Everything is instant these days, from instant food to instant messaging. Replying to those messages, however, may not always be so quick. Google introduced Smart Reply two years ago to take care of that, requiring just a single tap to send off a succinct but sufficient response to a question. Now an R&D team at Google wants to bring that goodness to other messaging services. The project is simply called “Reply” and, if theory becomes reality, it will work even on Facebook Messenger.

Smart Replies are a boon to convenience and a privacy advocate’s nightmare. It uses a combination of content scanning and a dash of AI to know just the right response you might want to give and offers it up as a suggestion that you can simply tap on. Of course, it has resulted in some rather funny recommendations and conversations, but it has mostly “Just Worked”. That is, if you’re only using Google apps and services.

Smart Reply first debuted in Google’s still existing and still separate Inbox e-mail app before eventually rolling out to Gmail and Allo. It has also arrived on Android Messages but only for those on Google’s own Project Fi. In other words, it’s a completely Google world, but even then it isn’t Google-complete.

Google’s internal R&D group Area 120 has just opened the doors for a private testing of what it simply calls “Reply”. The goal is to bring Smart Reply to other forms of digital communication. Starting, of course, with Google’s own Hangouts and a wider rollout for Android Messages.

It doesn’t stop there, however. Area 120 plans to support the feature on other non-Google messaging platforms, including Slack, Skype, Facebook Messenger, and even Twitter Direct Messages. It won’t have the exact same workflow, of course. The suggestions will appear only in the notifications for these apps and makes use of Android’s recent in-notification reply feature. Which, of course, means Reply will only work on Android for now.

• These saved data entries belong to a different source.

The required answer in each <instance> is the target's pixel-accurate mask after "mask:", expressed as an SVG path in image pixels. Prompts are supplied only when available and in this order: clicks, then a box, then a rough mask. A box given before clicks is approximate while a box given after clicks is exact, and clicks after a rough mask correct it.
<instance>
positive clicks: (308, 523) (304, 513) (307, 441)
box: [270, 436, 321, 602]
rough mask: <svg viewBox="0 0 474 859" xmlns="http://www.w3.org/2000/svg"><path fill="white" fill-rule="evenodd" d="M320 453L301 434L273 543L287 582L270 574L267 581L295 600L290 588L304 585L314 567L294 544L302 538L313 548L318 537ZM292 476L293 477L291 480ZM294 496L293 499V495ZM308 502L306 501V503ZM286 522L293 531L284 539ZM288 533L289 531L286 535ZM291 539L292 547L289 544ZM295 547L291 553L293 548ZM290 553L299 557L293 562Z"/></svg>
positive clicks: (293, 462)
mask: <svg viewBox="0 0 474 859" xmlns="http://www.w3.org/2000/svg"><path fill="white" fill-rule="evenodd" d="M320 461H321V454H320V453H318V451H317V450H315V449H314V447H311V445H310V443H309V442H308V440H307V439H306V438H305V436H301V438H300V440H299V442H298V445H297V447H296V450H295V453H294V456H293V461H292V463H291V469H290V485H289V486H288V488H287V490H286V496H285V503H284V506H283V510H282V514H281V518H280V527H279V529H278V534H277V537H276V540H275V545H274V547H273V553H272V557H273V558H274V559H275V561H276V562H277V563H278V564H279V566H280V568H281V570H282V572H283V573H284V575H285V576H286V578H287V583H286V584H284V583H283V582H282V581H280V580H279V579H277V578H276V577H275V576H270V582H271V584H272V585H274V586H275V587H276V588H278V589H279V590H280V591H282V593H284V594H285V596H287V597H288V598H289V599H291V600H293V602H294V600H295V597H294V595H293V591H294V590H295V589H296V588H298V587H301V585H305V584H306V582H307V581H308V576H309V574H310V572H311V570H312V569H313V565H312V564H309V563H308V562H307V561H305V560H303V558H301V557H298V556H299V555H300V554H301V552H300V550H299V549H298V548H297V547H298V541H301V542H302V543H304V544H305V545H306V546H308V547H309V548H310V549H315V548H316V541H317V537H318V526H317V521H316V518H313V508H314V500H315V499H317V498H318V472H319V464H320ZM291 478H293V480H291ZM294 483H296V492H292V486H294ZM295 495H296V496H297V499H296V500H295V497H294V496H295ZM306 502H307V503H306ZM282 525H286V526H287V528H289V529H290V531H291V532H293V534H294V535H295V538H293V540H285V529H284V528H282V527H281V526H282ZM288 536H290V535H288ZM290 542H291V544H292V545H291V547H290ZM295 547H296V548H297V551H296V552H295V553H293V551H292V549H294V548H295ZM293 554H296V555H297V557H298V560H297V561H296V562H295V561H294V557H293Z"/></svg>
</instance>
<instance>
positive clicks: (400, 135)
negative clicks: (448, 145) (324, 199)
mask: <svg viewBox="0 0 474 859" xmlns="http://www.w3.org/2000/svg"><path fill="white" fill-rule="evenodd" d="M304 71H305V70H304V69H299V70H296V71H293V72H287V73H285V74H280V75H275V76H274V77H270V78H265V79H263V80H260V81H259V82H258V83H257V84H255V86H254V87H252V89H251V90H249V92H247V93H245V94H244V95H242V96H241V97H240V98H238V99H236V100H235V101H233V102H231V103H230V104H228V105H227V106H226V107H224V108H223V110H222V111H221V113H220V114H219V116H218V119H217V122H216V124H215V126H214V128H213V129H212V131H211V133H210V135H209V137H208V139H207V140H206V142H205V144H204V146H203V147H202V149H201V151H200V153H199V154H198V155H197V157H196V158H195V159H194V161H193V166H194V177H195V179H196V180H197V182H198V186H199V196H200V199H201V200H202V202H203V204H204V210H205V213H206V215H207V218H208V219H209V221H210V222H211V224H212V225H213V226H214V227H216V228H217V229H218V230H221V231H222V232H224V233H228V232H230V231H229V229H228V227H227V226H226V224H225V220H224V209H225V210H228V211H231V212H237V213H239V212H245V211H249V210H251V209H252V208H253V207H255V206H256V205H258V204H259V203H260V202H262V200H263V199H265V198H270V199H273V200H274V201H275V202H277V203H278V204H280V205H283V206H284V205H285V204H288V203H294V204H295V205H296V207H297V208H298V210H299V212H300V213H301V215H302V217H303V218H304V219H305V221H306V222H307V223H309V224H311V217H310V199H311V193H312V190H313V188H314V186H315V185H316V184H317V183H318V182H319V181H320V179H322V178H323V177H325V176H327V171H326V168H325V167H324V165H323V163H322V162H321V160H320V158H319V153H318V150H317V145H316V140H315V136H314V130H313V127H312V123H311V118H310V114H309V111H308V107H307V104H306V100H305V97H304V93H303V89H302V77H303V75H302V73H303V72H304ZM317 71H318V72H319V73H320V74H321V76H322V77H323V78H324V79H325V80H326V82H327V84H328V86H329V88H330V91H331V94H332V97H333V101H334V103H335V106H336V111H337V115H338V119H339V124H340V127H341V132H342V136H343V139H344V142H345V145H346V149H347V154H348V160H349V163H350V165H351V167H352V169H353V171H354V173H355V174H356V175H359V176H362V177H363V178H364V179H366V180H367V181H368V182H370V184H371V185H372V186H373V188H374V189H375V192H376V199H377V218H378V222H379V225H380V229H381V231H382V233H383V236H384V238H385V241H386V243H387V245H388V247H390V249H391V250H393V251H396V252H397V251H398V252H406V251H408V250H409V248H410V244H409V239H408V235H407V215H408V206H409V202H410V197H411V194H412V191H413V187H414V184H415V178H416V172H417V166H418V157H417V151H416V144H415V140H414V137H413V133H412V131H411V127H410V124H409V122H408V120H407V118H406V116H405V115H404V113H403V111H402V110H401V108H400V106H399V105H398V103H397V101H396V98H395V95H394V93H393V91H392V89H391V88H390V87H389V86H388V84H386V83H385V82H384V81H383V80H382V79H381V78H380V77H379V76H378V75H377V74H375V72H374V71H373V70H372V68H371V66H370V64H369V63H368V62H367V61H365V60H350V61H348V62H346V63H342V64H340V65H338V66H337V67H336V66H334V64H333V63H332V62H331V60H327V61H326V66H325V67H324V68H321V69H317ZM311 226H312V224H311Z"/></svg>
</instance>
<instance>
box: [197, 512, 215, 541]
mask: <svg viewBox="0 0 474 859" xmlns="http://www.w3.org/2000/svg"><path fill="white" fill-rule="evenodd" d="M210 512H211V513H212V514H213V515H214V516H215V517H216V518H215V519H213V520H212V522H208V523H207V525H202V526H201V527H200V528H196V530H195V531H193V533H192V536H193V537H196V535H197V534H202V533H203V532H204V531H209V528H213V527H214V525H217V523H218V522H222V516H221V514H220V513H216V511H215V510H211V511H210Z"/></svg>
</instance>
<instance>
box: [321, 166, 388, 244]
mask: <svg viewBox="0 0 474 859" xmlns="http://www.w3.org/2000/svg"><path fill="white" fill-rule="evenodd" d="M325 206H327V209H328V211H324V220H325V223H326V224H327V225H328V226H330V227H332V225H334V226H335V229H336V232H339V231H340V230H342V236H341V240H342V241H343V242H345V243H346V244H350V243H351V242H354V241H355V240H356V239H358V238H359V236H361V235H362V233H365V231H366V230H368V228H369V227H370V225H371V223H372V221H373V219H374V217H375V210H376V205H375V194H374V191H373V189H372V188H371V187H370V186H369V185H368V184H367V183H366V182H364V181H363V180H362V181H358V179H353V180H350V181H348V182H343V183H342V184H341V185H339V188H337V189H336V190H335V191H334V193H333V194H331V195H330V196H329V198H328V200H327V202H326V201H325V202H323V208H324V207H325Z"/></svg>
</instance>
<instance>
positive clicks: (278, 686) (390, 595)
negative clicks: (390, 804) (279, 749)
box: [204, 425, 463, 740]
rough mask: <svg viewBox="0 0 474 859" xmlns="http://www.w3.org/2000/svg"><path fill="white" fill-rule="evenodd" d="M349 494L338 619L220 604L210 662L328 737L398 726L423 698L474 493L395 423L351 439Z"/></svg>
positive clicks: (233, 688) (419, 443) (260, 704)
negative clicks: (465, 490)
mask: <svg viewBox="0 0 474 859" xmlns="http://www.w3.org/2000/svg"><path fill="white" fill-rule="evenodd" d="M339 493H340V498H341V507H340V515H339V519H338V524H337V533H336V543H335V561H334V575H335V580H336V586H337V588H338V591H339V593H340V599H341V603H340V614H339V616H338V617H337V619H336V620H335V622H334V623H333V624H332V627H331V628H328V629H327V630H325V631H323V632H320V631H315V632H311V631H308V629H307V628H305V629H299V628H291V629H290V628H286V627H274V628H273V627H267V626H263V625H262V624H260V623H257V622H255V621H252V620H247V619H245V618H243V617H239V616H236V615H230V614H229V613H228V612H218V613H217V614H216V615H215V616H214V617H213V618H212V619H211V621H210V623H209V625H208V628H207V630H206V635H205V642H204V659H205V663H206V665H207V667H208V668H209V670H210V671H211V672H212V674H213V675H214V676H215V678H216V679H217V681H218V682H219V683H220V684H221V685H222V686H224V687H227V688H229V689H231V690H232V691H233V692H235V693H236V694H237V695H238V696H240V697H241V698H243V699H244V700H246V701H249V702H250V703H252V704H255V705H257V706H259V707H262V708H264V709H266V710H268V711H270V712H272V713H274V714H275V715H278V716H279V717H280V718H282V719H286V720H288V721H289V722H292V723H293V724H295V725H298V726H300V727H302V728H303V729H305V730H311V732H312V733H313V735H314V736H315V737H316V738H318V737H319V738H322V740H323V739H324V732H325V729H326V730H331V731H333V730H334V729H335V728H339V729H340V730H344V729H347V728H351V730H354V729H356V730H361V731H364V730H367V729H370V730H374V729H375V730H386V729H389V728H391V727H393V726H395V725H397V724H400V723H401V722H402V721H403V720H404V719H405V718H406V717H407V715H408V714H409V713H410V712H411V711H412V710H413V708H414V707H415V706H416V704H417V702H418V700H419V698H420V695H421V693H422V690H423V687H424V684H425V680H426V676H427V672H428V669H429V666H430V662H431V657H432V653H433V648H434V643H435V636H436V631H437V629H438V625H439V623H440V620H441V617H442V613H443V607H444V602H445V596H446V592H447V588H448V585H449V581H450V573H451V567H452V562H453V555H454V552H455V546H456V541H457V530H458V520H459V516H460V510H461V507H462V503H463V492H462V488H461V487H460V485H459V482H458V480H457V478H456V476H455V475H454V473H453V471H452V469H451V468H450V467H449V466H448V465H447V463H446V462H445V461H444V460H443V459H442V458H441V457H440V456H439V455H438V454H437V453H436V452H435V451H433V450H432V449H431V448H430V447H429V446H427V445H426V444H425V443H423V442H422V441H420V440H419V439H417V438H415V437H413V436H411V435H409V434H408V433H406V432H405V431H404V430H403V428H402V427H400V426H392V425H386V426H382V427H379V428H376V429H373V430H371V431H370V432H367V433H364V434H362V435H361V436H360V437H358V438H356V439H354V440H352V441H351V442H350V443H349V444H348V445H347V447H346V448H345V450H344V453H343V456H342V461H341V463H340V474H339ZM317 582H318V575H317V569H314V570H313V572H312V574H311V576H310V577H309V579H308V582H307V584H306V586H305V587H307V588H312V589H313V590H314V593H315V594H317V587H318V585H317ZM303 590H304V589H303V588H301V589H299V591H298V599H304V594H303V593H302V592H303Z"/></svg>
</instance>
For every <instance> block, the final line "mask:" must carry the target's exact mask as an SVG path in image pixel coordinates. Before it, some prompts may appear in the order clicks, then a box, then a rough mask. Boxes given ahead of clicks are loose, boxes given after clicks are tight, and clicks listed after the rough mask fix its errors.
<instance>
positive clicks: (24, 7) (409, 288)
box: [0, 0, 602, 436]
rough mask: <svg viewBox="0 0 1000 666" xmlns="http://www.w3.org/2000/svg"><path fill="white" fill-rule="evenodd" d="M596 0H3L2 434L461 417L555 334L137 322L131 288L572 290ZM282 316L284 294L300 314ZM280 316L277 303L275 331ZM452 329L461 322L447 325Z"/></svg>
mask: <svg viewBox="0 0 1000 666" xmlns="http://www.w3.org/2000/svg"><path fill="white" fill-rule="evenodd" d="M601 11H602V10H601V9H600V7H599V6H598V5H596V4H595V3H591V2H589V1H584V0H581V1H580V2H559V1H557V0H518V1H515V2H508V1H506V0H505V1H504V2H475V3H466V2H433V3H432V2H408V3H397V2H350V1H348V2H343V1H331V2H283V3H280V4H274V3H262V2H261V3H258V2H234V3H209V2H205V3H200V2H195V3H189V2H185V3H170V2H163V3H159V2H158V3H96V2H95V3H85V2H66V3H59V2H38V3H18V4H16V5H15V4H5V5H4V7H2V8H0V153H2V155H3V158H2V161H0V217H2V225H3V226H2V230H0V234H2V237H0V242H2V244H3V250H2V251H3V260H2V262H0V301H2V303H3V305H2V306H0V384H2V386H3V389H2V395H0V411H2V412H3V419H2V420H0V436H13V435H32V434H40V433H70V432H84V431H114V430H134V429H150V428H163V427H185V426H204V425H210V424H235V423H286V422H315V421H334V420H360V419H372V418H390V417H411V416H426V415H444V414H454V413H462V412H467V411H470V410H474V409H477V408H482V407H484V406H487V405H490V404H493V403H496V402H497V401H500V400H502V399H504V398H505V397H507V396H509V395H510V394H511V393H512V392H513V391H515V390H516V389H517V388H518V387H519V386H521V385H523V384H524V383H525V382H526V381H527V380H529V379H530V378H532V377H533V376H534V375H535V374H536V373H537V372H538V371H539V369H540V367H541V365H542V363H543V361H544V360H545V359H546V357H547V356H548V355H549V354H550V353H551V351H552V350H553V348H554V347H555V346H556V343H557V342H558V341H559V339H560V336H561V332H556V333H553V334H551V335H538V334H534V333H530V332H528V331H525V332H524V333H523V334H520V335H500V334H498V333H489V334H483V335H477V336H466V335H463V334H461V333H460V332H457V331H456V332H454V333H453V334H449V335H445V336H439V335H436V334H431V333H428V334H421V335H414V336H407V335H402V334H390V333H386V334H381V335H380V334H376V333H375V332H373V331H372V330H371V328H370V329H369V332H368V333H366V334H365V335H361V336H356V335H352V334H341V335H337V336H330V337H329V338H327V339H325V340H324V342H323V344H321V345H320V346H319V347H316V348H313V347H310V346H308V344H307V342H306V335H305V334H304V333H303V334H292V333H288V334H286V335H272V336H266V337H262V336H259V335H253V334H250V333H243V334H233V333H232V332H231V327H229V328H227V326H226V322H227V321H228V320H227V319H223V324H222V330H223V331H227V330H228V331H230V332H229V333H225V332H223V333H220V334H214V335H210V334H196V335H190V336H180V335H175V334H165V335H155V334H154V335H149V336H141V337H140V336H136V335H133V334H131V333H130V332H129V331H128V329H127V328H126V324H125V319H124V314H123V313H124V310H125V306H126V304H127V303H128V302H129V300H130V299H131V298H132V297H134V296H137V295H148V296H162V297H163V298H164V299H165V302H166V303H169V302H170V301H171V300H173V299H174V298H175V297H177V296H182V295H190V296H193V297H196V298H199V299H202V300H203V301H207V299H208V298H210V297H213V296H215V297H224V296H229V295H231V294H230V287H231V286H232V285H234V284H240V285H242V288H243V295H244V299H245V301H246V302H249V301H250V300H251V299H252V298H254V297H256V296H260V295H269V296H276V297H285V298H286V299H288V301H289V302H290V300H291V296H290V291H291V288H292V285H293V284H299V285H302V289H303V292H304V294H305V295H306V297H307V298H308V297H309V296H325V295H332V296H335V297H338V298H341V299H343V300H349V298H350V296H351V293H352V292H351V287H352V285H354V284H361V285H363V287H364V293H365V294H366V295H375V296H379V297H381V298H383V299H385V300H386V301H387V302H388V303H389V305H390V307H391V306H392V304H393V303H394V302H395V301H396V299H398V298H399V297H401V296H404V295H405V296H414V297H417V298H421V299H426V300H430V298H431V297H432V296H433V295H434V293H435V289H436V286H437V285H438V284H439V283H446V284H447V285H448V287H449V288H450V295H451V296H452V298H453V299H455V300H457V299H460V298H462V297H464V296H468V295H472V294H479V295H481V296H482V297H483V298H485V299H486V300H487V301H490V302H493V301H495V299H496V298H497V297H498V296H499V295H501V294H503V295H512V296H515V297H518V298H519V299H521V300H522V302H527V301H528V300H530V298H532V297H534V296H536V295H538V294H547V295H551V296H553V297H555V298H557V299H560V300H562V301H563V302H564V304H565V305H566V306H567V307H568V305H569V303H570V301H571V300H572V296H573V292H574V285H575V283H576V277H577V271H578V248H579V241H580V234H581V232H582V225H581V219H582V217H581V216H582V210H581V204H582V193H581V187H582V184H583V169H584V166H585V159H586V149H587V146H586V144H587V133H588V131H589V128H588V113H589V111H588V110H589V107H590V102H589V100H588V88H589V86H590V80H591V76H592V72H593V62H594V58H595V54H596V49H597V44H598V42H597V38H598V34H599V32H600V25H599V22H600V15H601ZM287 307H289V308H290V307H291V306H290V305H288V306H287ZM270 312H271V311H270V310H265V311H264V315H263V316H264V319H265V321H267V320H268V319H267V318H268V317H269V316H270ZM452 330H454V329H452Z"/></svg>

Other features included automatic replies for Do Not Disturb, Driving, and Vacation modes as well as forced notification for emergency messages.

Reply is still at a very early stage and there’s currently no timetable for when it will be available to the public, if at all. Being just an internal research project, there is a high chance it will never see the light of day. Especially given Google’s messy messaging strategy.